One of the challenges with the El Niño insurance was the requirement to collect premiums nearly a year before payments would be made, as there is enough information at that time to adversely select on the insurer. This slowed the progress of expanding these products in Peru. More innovation will be needed to structure multi-year contracts for this and other weather events (such as drought) that can be forecasted well ahead of the season being insured. These innovations are likely to be enhanced with multi-year insurance-linked security (ILS) instruments.
With assistance from Plan of the Netherlands, we have worked with Oxfam Novib to implement the B-Ready Program. We used historical tropical cyclone track data, including the historical forecasts for each track, to build probabilistic forecast triggers to release cash prior to a typhoon landfall hitting vulnerable citizens. Systems were recently tested in a pilot project in Salcedo, Eastern Samar in the Philippines for the Typhoon Phanfone (known locally as Typhoon Ursula), which affected the area over Christmas 2019.
Our analytics were used by Oxfam to develop a disaster risk financing product that released cash payments to those affected in Salcedo hours before the landfall. Had the project been fully operational with live monitoring, a payment would have been triggered 66 hours ahead of landfall.
With Forecast Financing for Food Security (F^3), we use machine learning to build models to estimate crop yields, using estimates of daily data from general circulation models (GCMs) in the Democratic Republic of the Congo and South Africa.
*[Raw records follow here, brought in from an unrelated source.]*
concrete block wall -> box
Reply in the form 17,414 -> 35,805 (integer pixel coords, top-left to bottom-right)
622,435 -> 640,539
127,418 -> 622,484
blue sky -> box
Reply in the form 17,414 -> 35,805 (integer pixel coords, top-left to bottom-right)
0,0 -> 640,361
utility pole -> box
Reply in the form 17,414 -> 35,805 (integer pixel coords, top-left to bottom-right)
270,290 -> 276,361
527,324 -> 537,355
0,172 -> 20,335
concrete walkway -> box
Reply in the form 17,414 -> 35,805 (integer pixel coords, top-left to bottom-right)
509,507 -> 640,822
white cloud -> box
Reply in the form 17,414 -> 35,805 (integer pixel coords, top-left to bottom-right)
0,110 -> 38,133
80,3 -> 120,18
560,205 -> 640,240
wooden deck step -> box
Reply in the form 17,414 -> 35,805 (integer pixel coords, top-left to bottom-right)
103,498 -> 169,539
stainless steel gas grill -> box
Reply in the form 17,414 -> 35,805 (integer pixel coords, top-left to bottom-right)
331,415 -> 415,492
Forecasts of seasonal weather are being used to make early estimates for crop shocks and, alongside the International Food Policy Research Institute, estimates are made of price shocks and increases in food insecurity. Anticipatory financing can save lives and reduce costs associated with slow responses to disasters.
Addressing model limitations
Weather forecast-based products are, of course, reliant on good science and data. They depend on weather data from weather stations, satellites, and physics-based or numerical models, such as GCMs. Limitations of such models still exist – for example, the same GCMs that are used to build reanalysis or history of global weather, make estimates of real-time weather and forecast weather events generally use inconsistent time scales.
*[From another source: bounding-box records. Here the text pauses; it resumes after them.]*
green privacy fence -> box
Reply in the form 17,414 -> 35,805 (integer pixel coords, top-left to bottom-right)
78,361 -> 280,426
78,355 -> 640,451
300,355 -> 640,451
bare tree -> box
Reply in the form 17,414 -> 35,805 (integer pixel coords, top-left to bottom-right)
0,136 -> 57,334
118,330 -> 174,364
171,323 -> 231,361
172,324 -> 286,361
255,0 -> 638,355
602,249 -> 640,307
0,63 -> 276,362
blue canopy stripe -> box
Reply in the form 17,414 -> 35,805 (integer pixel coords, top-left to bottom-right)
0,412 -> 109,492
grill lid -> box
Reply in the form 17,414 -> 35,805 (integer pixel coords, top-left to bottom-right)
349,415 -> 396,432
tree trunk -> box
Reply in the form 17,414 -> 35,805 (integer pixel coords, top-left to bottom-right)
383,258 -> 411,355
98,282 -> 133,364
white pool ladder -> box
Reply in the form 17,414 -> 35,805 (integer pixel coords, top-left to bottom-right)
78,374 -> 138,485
Novel scientific advances promise significant improvement in forecast, such as combining downscaling numerical weather prediction models using high performance computing, or Google’s plans to use artificial intelligence in weather forecasts. An important aspect of that future includes combining vast amounts of data to capture what is called ‘weather-sensitive Earth-system components’.
Importantly, validation of forecast-based products, such as the ones in the B-Ready Program and F^3, will increase the confidence of the private sector in considering such products as being commercially useful. As a form of business interruption insurance, forecast products can provide early warning and early financing to reduce losses for financial institutions, value-chain firms, agricultural firms, renewable energy firms and even infrastructure projects that are under construction.
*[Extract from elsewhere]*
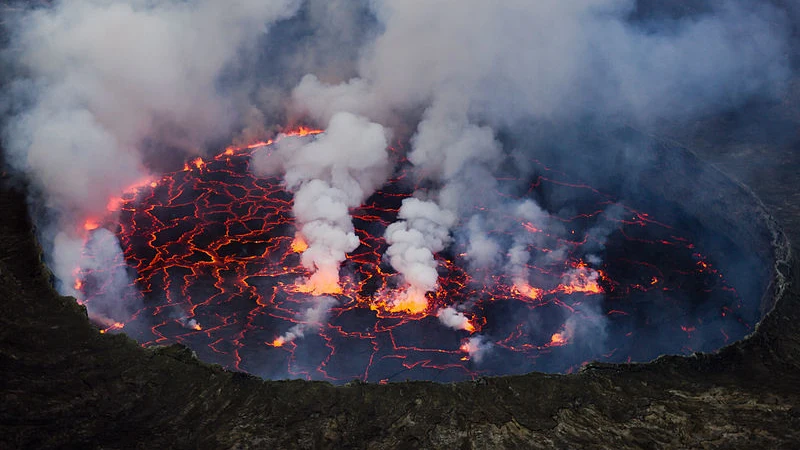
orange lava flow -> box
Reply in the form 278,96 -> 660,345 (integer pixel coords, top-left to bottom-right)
70,127 -> 747,383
There is reason to be optimistic that forecast parametric insurance products will play an important role in addressing the protection gap that continues to challenge financial markets. While these products have been used primarily in low and middle-income countries, they are likely to prove valuable in developed markets, too. Technological advances, and the promise of improved numerical and earth systems models for downscaled weather forecasting, serve to make an exciting future for these products.
Dr Jerry Skees is founder and chief strategy officer of Global Parametrics.
Dr Alin Radu is a senior risk specialist and head of Non-Traditional Products at Global Parametrics.